Prehistoric Digital Poetry: An Archaeology of Forms, 1959–1995
- Author: C. T. Funkouser
- Language: English
- Subject: History of digital poetry
- Genre: Non-fiction, literary criticism
- Publisher: University of Alabama Press
- Publication date: 2007
- Media type: Hardcover, paperback, ebook
- Pages: 408
- ISBN: 0-8173-5422-0

= Prehistoric Digital Poetry =

2007 book about early digital poetry by C. T. Funkhouser

Prehistoric Digital Poetry: An Archaeology of Forms, 1959–1995 is a nonfiction book by C. T. Funkhouser. It provides documentation and literary criticism of early forms of electronic literature and digital poetry, many of which are no longer accessible. It was published in 2007 by the University of Alabama Press, Tuscaloosa, Alabama, United States.

==Structure==
Christoper Thompson Funkhouser's book is divided into five distinct sections: Introduction, Origination, Visual and Kinetic Design Poems, Hypertext and Hypermedia, Alternative Arrangements, Techniques Enabled. There are also two Appendices (Appendix A, and Appendix B), as well as Acknowledgments and text Notes.

The Introduction to the book deals largely in generalities, seeking to lay out a basic definition and conception of digital poetry before moving into the examination of individual digital works. Here Funkhouser also deals with critiques and alternate definitions of digital poetry from writers and theorists other than himself.

The Origins section gives a detailed account of the progression of digital poetry from early computer experiments and tests, performed by a select few individuals, into the earliest forms of computer permutation writing and text generation.

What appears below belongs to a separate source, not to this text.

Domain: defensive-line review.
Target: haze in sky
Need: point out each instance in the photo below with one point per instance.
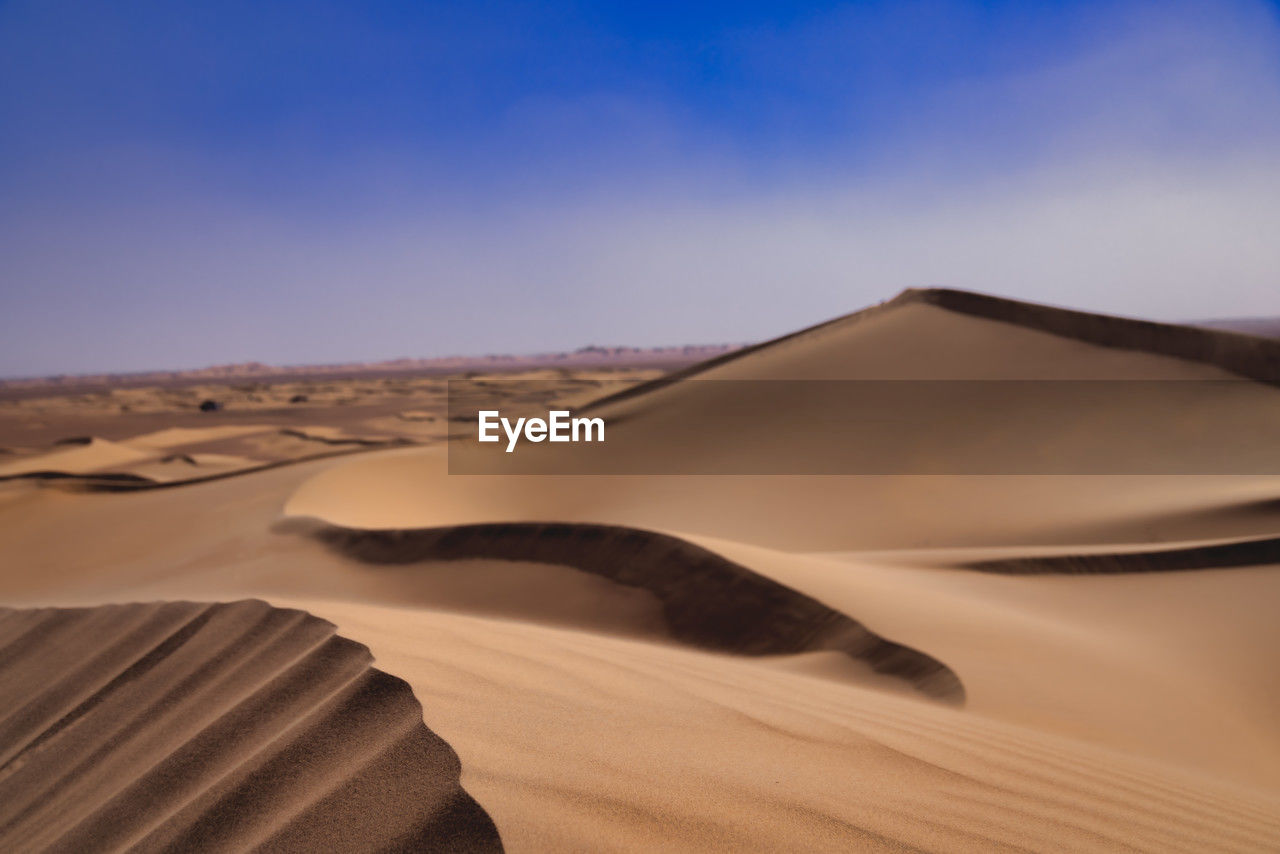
(188, 183)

Visual and Kinetic Design Poems deals primarily with works built on font and text formatting. He provides a number of examples similar to the concrete poets of the first half of the 20th century, along with discussions of typology and text manipulation.

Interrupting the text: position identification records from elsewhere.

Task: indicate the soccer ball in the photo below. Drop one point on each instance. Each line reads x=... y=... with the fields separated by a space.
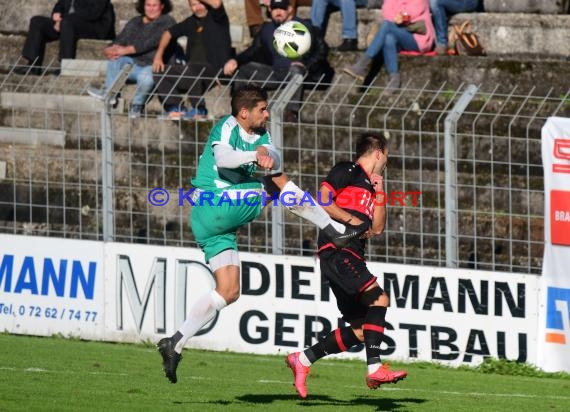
x=292 y=39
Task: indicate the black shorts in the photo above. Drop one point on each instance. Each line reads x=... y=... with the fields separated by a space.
x=348 y=277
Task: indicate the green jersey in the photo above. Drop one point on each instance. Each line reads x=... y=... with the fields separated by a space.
x=227 y=132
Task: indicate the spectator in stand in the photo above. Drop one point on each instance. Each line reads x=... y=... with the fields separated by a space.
x=320 y=13
x=260 y=62
x=254 y=15
x=70 y=21
x=407 y=26
x=208 y=47
x=136 y=46
x=441 y=11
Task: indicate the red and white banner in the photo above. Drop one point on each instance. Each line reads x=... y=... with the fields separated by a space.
x=554 y=318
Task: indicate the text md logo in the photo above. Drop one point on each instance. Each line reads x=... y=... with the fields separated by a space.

The Hypertext and Hypermedia chapter of the book deals primarily with text and media links and their integration into digital poetics.

Alternative Arrangements is an examination of internet writing collectives and communities built around computer networks.

The final chapter of the book entitled Techniques Enabled focuses primarily on the ways in which technology can be advanced purely for the sake of digital poetry. That is to say the last chapter of the book discusses the ways in which digital poets are developing new software and pushing the limits of their computers' functionality in search of new forms of technological expression.

== Reception ==
Prehistoric Digital Poetry received generally positive reviews, with reviewers emphasising the value of its documentation of already-lost works of electronic literature. Jed Rasula calls it an "immensely informative study". Alan Golding writes that it "lays out in usefully illustrated detail the early history of com- puter poems and their connections to “precomputerized poetry”, using the arrival of the World Wide Web as its cutoff point." Stephanie Boluk writes that the book's documentation of works that are almost forgotten and may soon only be documented through the screenshots in this book is both sad and of great value, and that the book "conveys that it is not only technologies, but also theoretical constructs that have an accelerated obsolescence in the field of digital literature."